El Golem

El Golem

Author:Gustav Meyrink
Language: es
Format: mobi
Published: 2010-07-26T22:00:00+00:00


Miedo

Tenía la intención de agarrar mi abrigo y mi sombrero e ir a comer a la pequeña taberna Zum alten Ungelt donde se reunían todas las noches, hasta muy tarde, Zwakh, Vrieslander y Prokop y se contaban unos a otros locas historias; pero apenas entré en mi habitación se me fue la intención: como si unas manos invisibles me hubieran arrancado un paño o algo que llevara sobre el cuerpo.

Había en el aire una tensión de la que no podía dar cuenta, pero que, a pesar de todo, existía como algo palpable y que, en el transcurso de unos segundos, me dominó tan profundamente que al principio, a causa de la inquietud, no sabía por dónde empezar: encender la luz, cerrar la puerta, sentarme o pasear de un lado para otro. ¿Se había introducido o escondido alguien en mi habitación durante mi ausencia? ¿Era el miedo de un hombre por ser visto lo que se me estaba contagiando? ¿Estaba acaso Wassertrum aquí?

Miré por detrás de las cortinas, abrí el armario y miré en el cuarto de al lado: nadie.

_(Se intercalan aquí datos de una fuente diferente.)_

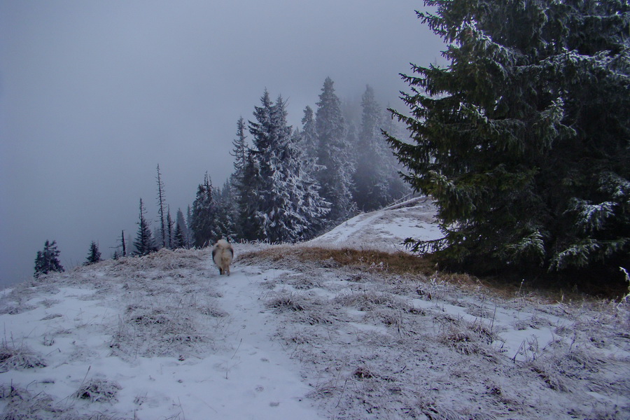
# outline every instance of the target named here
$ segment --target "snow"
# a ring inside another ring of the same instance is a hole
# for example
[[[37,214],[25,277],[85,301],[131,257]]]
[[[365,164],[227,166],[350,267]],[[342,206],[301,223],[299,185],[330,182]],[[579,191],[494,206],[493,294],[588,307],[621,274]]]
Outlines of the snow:
[[[300,248],[395,250],[407,228],[436,234],[433,211],[361,215]],[[230,276],[209,249],[161,251],[0,292],[3,418],[630,416],[627,302],[235,248]]]
[[[408,237],[428,241],[444,236],[435,223],[436,211],[428,197],[414,198],[386,211],[360,214],[308,244],[402,251]]]

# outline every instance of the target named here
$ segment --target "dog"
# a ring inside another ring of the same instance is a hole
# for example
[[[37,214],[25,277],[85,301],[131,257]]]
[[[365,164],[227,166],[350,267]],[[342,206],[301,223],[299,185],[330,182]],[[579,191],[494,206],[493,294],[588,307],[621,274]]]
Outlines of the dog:
[[[234,249],[225,239],[219,239],[212,249],[212,259],[219,267],[219,275],[230,275],[230,265],[234,259]]]

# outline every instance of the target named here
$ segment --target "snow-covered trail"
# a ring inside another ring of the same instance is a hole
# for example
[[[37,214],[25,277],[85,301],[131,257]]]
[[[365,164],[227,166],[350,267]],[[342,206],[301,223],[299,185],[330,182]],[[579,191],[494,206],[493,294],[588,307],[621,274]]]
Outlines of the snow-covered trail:
[[[218,393],[212,397],[216,402],[214,418],[323,418],[304,398],[312,389],[302,382],[299,365],[272,338],[277,321],[272,319],[274,314],[265,310],[260,283],[276,276],[276,272],[238,267],[230,276],[211,280],[230,314],[225,340],[227,347],[234,349],[218,356],[212,367],[220,374],[213,375],[213,389]]]

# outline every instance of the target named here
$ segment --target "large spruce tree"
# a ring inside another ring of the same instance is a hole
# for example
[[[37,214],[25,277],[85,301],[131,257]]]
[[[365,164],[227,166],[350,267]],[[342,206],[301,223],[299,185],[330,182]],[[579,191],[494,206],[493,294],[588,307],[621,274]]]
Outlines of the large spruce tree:
[[[57,249],[57,241],[46,241],[43,251],[37,251],[35,258],[35,278],[51,272],[61,272],[64,267],[59,261],[59,250]]]
[[[204,183],[197,189],[197,198],[192,203],[190,226],[192,230],[192,245],[198,248],[214,244],[221,239],[217,225],[217,208],[214,200],[214,187],[206,173]]]
[[[255,239],[272,243],[293,241],[318,230],[330,211],[319,196],[319,186],[305,170],[302,151],[287,125],[286,104],[279,97],[273,104],[267,90],[262,106],[255,108],[256,120],[249,132],[255,150],[244,210]]]
[[[137,225],[138,233],[136,235],[136,240],[134,241],[134,246],[136,247],[134,255],[146,255],[158,251],[158,247],[153,241],[153,234],[151,233],[150,223],[146,218],[146,210],[144,209],[144,204],[142,202],[141,198],[140,199],[140,215]]]
[[[317,181],[321,196],[331,204],[328,218],[334,223],[352,216],[356,206],[352,200],[354,169],[345,141],[346,121],[333,85],[330,77],[324,80],[315,113],[315,130],[317,163],[326,168],[316,173]]]
[[[381,132],[383,118],[381,107],[368,86],[361,100],[361,125],[356,150],[354,174],[354,201],[363,211],[371,211],[388,204],[392,199],[388,188],[388,158],[391,151]]]
[[[630,253],[630,6],[426,0],[444,67],[404,76],[413,142],[390,138],[470,267],[612,268]]]

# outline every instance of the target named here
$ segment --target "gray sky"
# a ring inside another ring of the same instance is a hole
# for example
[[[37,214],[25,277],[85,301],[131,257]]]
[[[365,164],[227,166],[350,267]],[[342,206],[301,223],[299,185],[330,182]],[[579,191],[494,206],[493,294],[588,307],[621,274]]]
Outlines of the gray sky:
[[[236,122],[267,88],[289,122],[366,84],[386,105],[409,63],[440,62],[420,0],[0,0],[0,287],[56,240],[66,267],[91,241],[109,258],[155,220],[155,167],[174,218],[207,171],[232,171]],[[153,227],[156,223],[153,222]]]

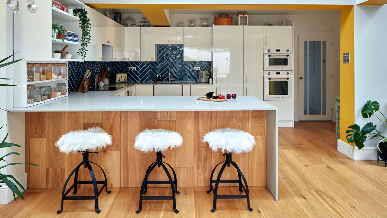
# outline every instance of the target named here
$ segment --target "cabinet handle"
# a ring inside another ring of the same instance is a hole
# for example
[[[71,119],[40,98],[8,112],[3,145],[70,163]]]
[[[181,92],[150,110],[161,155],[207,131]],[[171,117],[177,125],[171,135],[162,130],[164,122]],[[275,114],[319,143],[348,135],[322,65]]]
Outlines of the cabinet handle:
[[[247,66],[246,66],[246,83],[247,83]]]

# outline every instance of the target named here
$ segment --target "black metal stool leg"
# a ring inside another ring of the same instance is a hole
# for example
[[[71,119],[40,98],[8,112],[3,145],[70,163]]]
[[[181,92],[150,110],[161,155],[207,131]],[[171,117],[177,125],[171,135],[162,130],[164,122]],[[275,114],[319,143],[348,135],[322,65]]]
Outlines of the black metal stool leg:
[[[245,178],[245,176],[243,176],[242,171],[239,169],[238,165],[235,163],[235,162],[232,161],[230,162],[231,162],[231,164],[233,164],[233,166],[236,169],[236,170],[238,171],[238,174],[240,175],[241,177],[242,177],[242,179],[243,180],[243,182],[245,183],[245,187],[246,188],[246,195],[247,197],[247,209],[248,209],[248,210],[251,211],[253,210],[253,208],[250,207],[250,192],[248,191],[248,186],[247,185],[247,182],[246,181],[246,178]]]
[[[176,209],[176,195],[175,193],[175,185],[173,185],[174,183],[173,182],[173,181],[172,180],[171,174],[169,173],[169,171],[168,171],[168,169],[167,169],[166,167],[165,166],[164,162],[160,163],[160,165],[163,167],[163,168],[164,169],[164,171],[165,171],[165,173],[166,173],[167,176],[168,176],[168,179],[169,180],[170,182],[171,182],[171,189],[172,189],[172,200],[173,204],[173,211],[176,213],[179,213],[179,211],[177,210],[177,209]]]
[[[227,166],[227,162],[225,162],[224,163],[222,166],[222,167],[220,168],[220,170],[219,171],[219,174],[218,174],[217,177],[216,178],[216,181],[215,182],[215,188],[214,189],[214,205],[212,209],[211,210],[211,212],[214,212],[216,210],[216,200],[217,196],[217,189],[218,187],[219,186],[219,180],[220,180],[222,174],[223,173],[223,171],[226,166]]]
[[[98,187],[97,186],[97,180],[96,179],[96,176],[94,174],[94,171],[91,168],[91,165],[88,162],[86,163],[86,166],[89,169],[89,171],[90,173],[90,176],[91,176],[91,180],[93,182],[93,187],[94,188],[94,202],[95,206],[96,212],[99,213],[101,212],[101,210],[98,207]]]
[[[102,168],[101,167],[101,166],[100,166],[99,165],[96,164],[94,162],[92,162],[91,161],[89,161],[89,163],[91,163],[92,164],[94,164],[96,165],[99,168],[99,169],[101,169],[101,170],[102,171],[102,172],[103,173],[103,176],[105,177],[105,191],[106,191],[106,192],[108,194],[111,193],[111,191],[108,190],[108,179],[107,178],[106,178],[106,174],[105,173],[105,171],[103,170],[103,169],[102,169]]]
[[[148,177],[149,176],[149,175],[151,174],[151,172],[153,170],[155,167],[157,166],[158,164],[155,162],[155,163],[153,164],[151,167],[151,168],[147,172],[146,174],[145,175],[145,177],[144,177],[144,180],[142,180],[142,184],[141,185],[141,189],[140,189],[140,203],[139,205],[139,209],[136,211],[136,213],[138,213],[141,211],[141,210],[142,208],[142,192],[143,190],[144,190],[144,186],[145,185],[146,182],[148,180]]]
[[[170,166],[170,168],[171,168],[171,170],[172,170],[172,172],[173,173],[173,178],[175,179],[175,192],[176,192],[176,193],[177,193],[177,194],[180,193],[180,192],[179,192],[179,191],[177,190],[177,180],[176,179],[176,173],[175,173],[175,170],[173,170],[173,168],[172,168],[172,166],[171,166],[170,165],[170,164],[169,163],[165,163],[165,162],[163,162],[163,163],[166,164],[168,166]]]
[[[219,164],[224,162],[226,162],[226,161],[223,161],[220,162],[220,163],[217,164],[216,164],[216,166],[214,168],[214,169],[212,170],[212,172],[211,173],[211,176],[210,176],[210,190],[208,191],[207,191],[207,193],[211,192],[211,191],[212,191],[212,189],[214,189],[214,187],[212,186],[212,177],[214,176],[214,172],[215,172],[215,169],[216,169],[216,168],[217,167],[217,166],[219,166]]]
[[[82,166],[84,163],[84,162],[82,162],[78,164],[78,165],[71,172],[70,175],[69,175],[68,177],[67,177],[67,179],[66,180],[66,182],[65,182],[65,184],[63,186],[63,189],[62,190],[62,200],[60,209],[57,211],[57,213],[60,213],[61,212],[63,211],[63,201],[64,200],[65,192],[66,191],[66,187],[67,185],[67,183],[68,183],[68,181],[70,181],[70,179],[71,178],[71,176],[72,176],[73,174],[74,174],[76,171],[78,170],[79,169],[79,168],[80,167],[80,166]]]

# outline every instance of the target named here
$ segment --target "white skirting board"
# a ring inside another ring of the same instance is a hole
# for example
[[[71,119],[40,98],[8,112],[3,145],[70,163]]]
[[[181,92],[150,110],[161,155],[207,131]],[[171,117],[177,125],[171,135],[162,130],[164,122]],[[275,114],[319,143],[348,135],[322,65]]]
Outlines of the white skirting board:
[[[364,147],[359,150],[340,139],[337,140],[337,151],[354,161],[376,161],[377,160],[377,148]]]
[[[16,179],[23,185],[24,189],[27,189],[27,173],[23,173],[17,178]],[[3,183],[1,185],[2,187],[0,187],[0,204],[7,204],[14,200],[14,196],[12,194],[12,191],[7,185]],[[16,185],[16,186],[21,192],[24,192],[19,185]],[[23,201],[20,199],[19,200]]]

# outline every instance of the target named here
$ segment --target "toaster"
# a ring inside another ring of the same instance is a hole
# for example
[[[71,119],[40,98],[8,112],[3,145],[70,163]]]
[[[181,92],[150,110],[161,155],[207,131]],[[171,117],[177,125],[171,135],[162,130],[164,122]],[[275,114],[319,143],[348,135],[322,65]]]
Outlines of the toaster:
[[[126,73],[117,73],[116,74],[116,83],[126,83],[128,81],[128,75]]]

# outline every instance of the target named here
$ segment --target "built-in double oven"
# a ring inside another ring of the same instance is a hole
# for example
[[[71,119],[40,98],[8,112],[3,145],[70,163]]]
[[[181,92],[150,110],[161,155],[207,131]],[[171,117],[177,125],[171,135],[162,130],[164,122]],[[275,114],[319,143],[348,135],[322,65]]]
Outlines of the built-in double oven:
[[[264,100],[293,100],[292,48],[265,48]]]

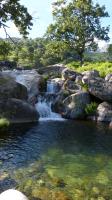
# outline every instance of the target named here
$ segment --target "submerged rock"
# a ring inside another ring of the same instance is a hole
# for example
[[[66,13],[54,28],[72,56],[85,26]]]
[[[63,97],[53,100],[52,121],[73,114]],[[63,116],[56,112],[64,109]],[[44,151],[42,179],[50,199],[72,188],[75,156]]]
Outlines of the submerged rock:
[[[0,113],[11,123],[36,122],[39,118],[39,114],[33,106],[14,98],[0,100]]]
[[[78,92],[67,97],[64,101],[64,117],[70,119],[82,119],[85,117],[85,107],[90,103],[90,96],[87,92]]]
[[[103,102],[97,108],[97,120],[104,122],[112,121],[112,104]]]
[[[28,200],[28,198],[18,190],[9,189],[0,194],[0,200]]]

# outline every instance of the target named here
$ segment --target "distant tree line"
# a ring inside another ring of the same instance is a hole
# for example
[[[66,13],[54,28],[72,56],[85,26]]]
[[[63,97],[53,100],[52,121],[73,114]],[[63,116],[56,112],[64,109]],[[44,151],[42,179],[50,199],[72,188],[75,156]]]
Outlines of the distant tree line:
[[[42,67],[58,62],[84,60],[111,60],[108,53],[96,53],[96,39],[109,41],[109,27],[101,25],[101,19],[109,17],[105,6],[92,0],[57,0],[53,3],[54,23],[48,26],[43,38],[0,39],[0,60],[16,61],[26,67]],[[0,27],[6,31],[6,22],[13,21],[23,36],[32,27],[32,16],[20,0],[0,1]],[[95,52],[95,53],[94,53]],[[92,53],[92,59],[91,59]],[[93,56],[94,55],[94,56]]]

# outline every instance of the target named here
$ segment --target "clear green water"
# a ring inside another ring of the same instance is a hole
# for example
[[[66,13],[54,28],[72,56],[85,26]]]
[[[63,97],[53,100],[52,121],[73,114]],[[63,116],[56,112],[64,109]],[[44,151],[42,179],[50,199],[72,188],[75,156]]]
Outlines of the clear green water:
[[[0,191],[29,200],[111,200],[112,131],[104,124],[47,121],[0,136]]]

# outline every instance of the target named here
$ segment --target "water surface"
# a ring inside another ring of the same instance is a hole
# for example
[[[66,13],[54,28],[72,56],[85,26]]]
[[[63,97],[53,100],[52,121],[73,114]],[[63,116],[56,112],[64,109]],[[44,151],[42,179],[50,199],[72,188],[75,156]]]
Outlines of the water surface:
[[[40,121],[0,134],[0,192],[29,199],[112,199],[112,131],[83,121]]]

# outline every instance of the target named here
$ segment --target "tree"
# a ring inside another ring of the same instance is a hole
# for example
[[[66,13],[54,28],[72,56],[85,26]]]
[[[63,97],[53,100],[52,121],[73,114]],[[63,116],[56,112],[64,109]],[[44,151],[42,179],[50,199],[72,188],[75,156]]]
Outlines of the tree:
[[[0,56],[3,60],[7,59],[10,51],[12,50],[11,44],[7,41],[0,40]]]
[[[107,52],[108,52],[109,58],[112,58],[112,44],[109,44]]]
[[[97,48],[96,38],[109,40],[109,27],[102,27],[100,22],[109,16],[105,6],[94,5],[92,0],[58,0],[53,8],[54,23],[46,35],[51,40],[66,42],[79,55],[81,65],[86,48]]]
[[[20,0],[0,0],[0,27],[6,32],[6,22],[11,20],[18,28],[20,34],[26,36],[32,26],[32,16],[27,8],[19,3]],[[6,33],[7,34],[7,33]]]

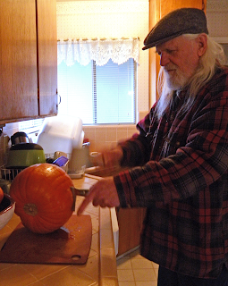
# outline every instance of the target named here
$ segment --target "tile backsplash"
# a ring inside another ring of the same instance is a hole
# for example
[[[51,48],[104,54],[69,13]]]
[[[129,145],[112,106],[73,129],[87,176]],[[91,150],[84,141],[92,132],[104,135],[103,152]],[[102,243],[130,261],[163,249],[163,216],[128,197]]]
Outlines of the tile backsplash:
[[[19,122],[6,124],[3,128],[3,133],[0,136],[0,166],[5,164],[5,152],[6,143],[10,137],[17,132],[21,131]],[[85,132],[85,139],[89,139],[90,143],[89,152],[100,152],[104,148],[110,148],[116,145],[120,140],[131,138],[137,132],[136,127],[132,125],[97,125],[97,126],[83,126]],[[24,130],[26,132],[26,130]],[[36,143],[36,134],[38,134],[38,129],[32,130],[30,129],[29,137],[32,137],[33,142]],[[8,147],[11,142],[8,142]]]
[[[89,151],[110,148],[120,140],[131,138],[137,132],[135,125],[83,126],[85,138],[90,142]]]

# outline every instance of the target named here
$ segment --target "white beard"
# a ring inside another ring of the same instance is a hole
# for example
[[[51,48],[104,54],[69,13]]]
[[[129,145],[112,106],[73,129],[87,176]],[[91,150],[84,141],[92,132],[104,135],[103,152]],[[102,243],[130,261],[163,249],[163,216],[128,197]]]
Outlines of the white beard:
[[[167,72],[167,70],[171,68],[175,70],[175,72],[173,72],[173,74],[170,74]],[[167,87],[170,89],[179,90],[179,89],[182,89],[186,85],[188,79],[186,78],[186,76],[184,76],[184,74],[180,71],[180,69],[177,66],[173,66],[172,64],[172,66],[169,65],[164,68],[164,71],[165,71],[165,81],[166,81]]]

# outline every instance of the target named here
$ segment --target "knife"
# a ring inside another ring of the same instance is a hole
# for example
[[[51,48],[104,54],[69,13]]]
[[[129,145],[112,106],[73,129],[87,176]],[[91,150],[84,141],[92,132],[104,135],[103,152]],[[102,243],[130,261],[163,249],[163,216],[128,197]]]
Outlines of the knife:
[[[75,211],[75,205],[76,205],[76,197],[77,196],[82,196],[86,197],[87,194],[89,193],[89,189],[77,189],[74,187],[71,187],[71,190],[72,192],[72,197],[73,197],[73,204],[72,204],[72,210],[74,212]]]

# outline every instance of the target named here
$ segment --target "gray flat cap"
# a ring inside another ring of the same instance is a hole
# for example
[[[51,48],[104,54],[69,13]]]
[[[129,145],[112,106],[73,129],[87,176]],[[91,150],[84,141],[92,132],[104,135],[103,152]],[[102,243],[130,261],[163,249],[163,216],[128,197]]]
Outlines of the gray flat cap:
[[[183,34],[208,34],[204,12],[196,8],[174,10],[162,18],[144,40],[146,50]]]

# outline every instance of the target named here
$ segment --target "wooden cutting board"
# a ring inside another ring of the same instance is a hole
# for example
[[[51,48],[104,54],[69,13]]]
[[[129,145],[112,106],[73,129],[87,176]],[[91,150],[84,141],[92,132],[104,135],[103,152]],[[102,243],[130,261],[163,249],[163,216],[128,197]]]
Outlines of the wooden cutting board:
[[[90,215],[73,214],[63,227],[48,234],[33,233],[21,223],[1,249],[0,262],[83,265],[91,239]]]

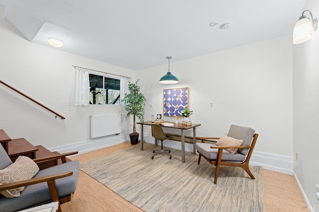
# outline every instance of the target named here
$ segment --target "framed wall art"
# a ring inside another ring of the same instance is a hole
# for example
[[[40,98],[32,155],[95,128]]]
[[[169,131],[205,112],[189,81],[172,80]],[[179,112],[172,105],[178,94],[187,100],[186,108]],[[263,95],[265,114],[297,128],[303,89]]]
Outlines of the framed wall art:
[[[181,116],[181,111],[188,107],[188,88],[164,89],[164,116]]]

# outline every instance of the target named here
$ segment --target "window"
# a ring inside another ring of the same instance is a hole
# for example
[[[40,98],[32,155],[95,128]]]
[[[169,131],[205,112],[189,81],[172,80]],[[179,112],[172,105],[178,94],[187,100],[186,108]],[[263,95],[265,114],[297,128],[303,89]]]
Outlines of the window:
[[[120,105],[120,80],[90,74],[90,104]]]

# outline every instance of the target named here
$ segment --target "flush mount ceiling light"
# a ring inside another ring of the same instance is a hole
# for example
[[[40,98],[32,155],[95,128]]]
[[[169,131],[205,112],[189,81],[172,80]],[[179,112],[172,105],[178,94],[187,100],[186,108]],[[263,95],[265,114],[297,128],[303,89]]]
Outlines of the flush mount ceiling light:
[[[306,11],[309,12],[311,20],[304,14]],[[308,10],[303,12],[302,15],[296,23],[293,34],[293,43],[299,44],[304,43],[311,39],[311,33],[317,29],[318,19],[316,17],[313,18],[313,14]]]
[[[171,74],[170,70],[169,69],[169,59],[171,59],[171,57],[167,56],[166,58],[168,59],[168,71],[166,75],[160,78],[160,83],[162,83],[163,84],[175,84],[178,83],[178,79],[177,77]]]
[[[61,39],[53,37],[48,38],[48,43],[55,48],[60,48],[63,45],[63,41]]]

También el cofrecillo estaba en su lugar; no parecía haber sido tocado. ¿No sería lo mejor decidirme de una vez a quemar las cartas y librarme así para siempre de esa preocupación?

Empecé a buscar la llave en el bolsillo de la chaqueta... pero, ¿era necesario hacerlo ahora? Tenía tiempo suficiente hasta la mañana. ¡Primero encender la luz!

No podía encontrar las cerillas. ¿Estaba cerrada la puerta? Retrocedí un par de pasos. Me quedé quieto. ¿Por qué de repente ese miedo?

Querría reprocharme mi cobardía: pero mis pensamientos quedaban atascados en cuanto los había concebido.

Se me ocurrió de repente una idea loca, subir rápido, muy rápido a una mesa, levantar un sillón y romperle a él la cabeza hasta que cayera al suelo... si... si se acercaba.

—Pero si no hay nadie aquí —me dije en voz alta y de mal humor—, ¿has tenido miedo alguna vez en tu vida?

No servía de nada. El aire que respiraba se hacía cada vez más delgado y tan cortante como el éter.

Si hubiera visto algo, lo más horrible que se pueda uno imaginar, en un abrir y cerrar de ojos se me habría pasado el miedo.

Nada se acercaba.

Escudriñaba con la mirada todos los rincones.

Nada.

En todas partes sólo cosas muy conocidas: muebles, arcas, la lámpara, el cuadro, el reloj de pared, viejos amigos sin vida.

Esperaba que cambiaran ante mis ojos y me dieran así la causa para considerar un engaño de mis sentidos el motivo de mi miedo.

Pero tampoco. Seguían fieles e inmóviles en sus formas. Demasiado inmóviles para que fuesen naturales en la semioscuridad de la habitación.

«Están bajo tu misma tensión forzada», sentí «No se atreven a hacer el más ligero movimiento.» ¿Por qué no funciona el reloj de pared?

La acechanza a nuestro alrededor ahogaba todo sonido.

Moví la mano y me asombré de poder oír el ruido. ¡Si por lo menos silbara el viento alrededor de la casa! ¡Pero ni siquiera eso! O si la leña de la estufa chisporroteara: el fuego estaba apagado.